Personal information
- Date of birth: 3 October 1984 (age 41)
- Place of birth: Messina, Italy

Team information
- Current team: Bishkek City (head coach)

Managerial career
- Years: Team
- 2013–2016: Futura (youth)
- 2016–2017: Budapest Honvéd (assistant)
- 2017–2018: DAC Dunajská Streda (assistant)
- 2018–2021: Hungary (assistant)
- 2021: MTK Budapest
- 2022–2023: Casarano
- 2023: Ayia Napa
- 2023–2024: FC U Craiova
- 2024–2025: Petrocub Hîncești
- 2025–: Bishkek City

= Giovanni Costantino =

Italian football manager (born 1984)

Giovanni Costantino (born 3 October 1984) is an Italian football manager who is currently in charge of Kyrgyz Premier League club Bishkek City.

==Life and career==

Costantino was born on 3 October 1984 in Messina, Italy. He started his managerial career at the age of twenty-six. He obtained a UEFA Pro License at the age of 35.

In 2013, Costantino was appointed as a youth manager of Finnish club FC Futura. He managed the club's teams from under-12 to under-17 level. In 2016, he was appointed in the staff of the first team of Hungarian club Honvéd. He helped the club win the league. In 2017, he was appointed as assistant manager of Slovak club DAC. He helped the club achieve third place in the league.

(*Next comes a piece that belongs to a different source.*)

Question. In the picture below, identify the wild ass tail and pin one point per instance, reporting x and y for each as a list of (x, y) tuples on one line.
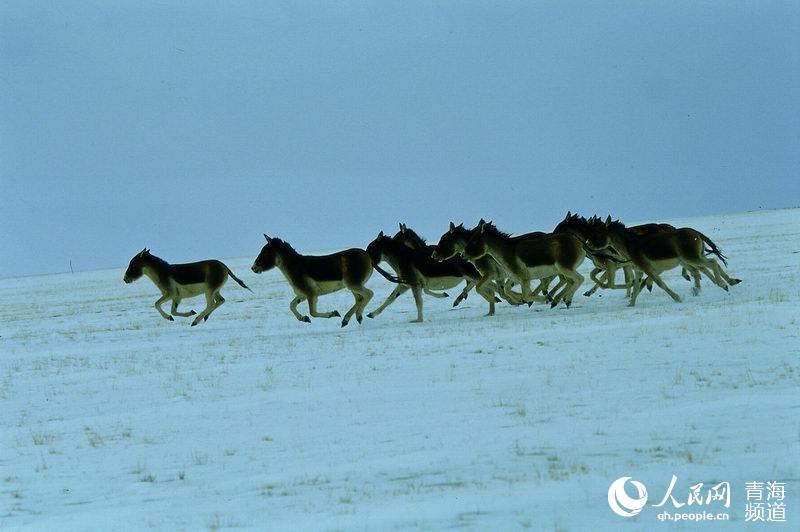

In 2018, he was appointed as an assistant manager of the Hungary national football team. He helped the team achieve qualification for UEFA Euro 2020 and double promotion from Nations League C to Nations League A.
In 2021, he was appointed manager of Hungarian club MTK. In 2022, he was appointed manager of Italian club Casarano. In 2023, he was appointed manager of Cypriot club Ayia Napa.
After some matches he left the club due the appointment as manager of Romanian club FCU Craiova.